La campagne présidentielle 2012 n'a pas eu lieu


La campagne présidentielle 2012 n’a pas eu lieu et c’est un non évènement d’une gravité extrême pour le fonctionnement 5ème République ; la crise déjà préoccupante de la représentativité se mue en une crise encore plus grave de la légitimité du pouvoir politique.

Quel que soit le résultat des élections présidentielles 2012, chacun conviendra que les propositions comme les débats n’ont pas été à la hauteur des enjeux posés par la crise, et encore moins à la hauteur des inquiétudes et des problèmes des français. Il n’est pas besoin de faire l’exégèse des propositions du PS ou de l’UMP, ni de se plonger dans les analyses savantes des politologues, pour constater que les campagnes de Hollande et de Sarkosy ont manqué de la hauteur nécessaire pour convaincre ; il suffit de s’enquérir des avis (non autorisés !) et des perceptions des citoyens dans toute leur diversité (ouvriers ou employés, cadres du privé ou du service public, chefs d’entreprise, petits commerçants, étudiants, retraités …) pour se rendre compte d’un désenchantement commun, d’une désillusion commune. Ils sont déçus, désabusés par le « spectacle » politique qui leur est servi, et qui semble n’obéir qu’à une simple logique de conquête du pouvoir, très éloignée de leurs préoccupations, et des véritables enjeux qui se posent au pays, dans un monde qui a profondément évolué.

Invectives, dérapages, querelles, affaires sont devenus l’essentiel d’une campagne qui oppose deux cours, deux polarisations du pouvoir, mais qui n’a que de lointains rapports avec la réalité d’une crise qui affecte durement les français, les européens et une bonne partie du reste du monde … et cela se voit : c’est un spectacle virtuel, mis en scène par des communicants, lisse, réglé, sans substance et qui témoigne d’une absence préoccupante de concrétude et de vérité.

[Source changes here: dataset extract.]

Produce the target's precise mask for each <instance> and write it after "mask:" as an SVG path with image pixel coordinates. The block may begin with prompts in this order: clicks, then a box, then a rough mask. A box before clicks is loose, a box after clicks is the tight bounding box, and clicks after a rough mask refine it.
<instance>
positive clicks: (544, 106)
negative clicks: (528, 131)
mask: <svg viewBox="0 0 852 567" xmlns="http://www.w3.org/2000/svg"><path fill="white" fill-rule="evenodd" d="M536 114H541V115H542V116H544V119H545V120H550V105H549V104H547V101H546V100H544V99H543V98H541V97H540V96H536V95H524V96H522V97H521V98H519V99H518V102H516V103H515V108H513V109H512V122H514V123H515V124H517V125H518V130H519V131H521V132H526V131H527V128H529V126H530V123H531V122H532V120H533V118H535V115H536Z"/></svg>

C’est surtout un spectacle qui se joue par et pour ses acteurs eux-mêmes (« élites » politiques, médiatiques et économiques), et plus pour un public de citoyens, qu’il ne s’agit plus de convaincre, de faire adhérer et de participer à leur avenir, mais bien plutôt de neutraliser. On l’avait vu lors du dernier référendum sur le traité européen, et il semble que cette logique préside désormais au fonctionnement politique global d’une République des élites, plus inspirée par une idéologie gestionnaire de ses intérêts et de ses prérogatives que par la logique de la démocratie.

L’amertume et le malaise sont partagés par une grande partie des français, de droite comme de gauche, (quoique que tente de faire accroire les « grands rassemblements populaires » des meetings retransmis par la presse), et quel que soit le taux de participation à cette élection, qui ne mesure certainement pas, ni l’enthousiasme, ni l’adhésion, fût-elle guidée par un certain réalisme.

Dans ce contexte, le résultat du vote au second tour de la présidentielle importe peu ; le futur président de la République ne sera pas « choisi » par adhésion à ses propositions, à sa personne, mais par rejet de son adversaire, par défaut. Il ne faut pas être grand clerc pour prédire que dans ces conditions, on ne donne pas cher des capacités du futur président à rassembler et à susciter l’adhésion à ses projets. Il n’y aura pas, cette fois-ci « d’état de grâce », de fenêtre psychologique pour mobiliser les énergies … et pouvoir réaliser son programme. Pour la première fois, chacun sait qu’il n’y aura pas d’homme ou de politique providentielle, et ressent que cette élection aura raté son but et que l’occasion historique de réinventer l’avenir est manquée. Les conséquences en seront lourdes, en termes de capacité à gouverner, de légitimité des gouvernants et de définition des axes politiques.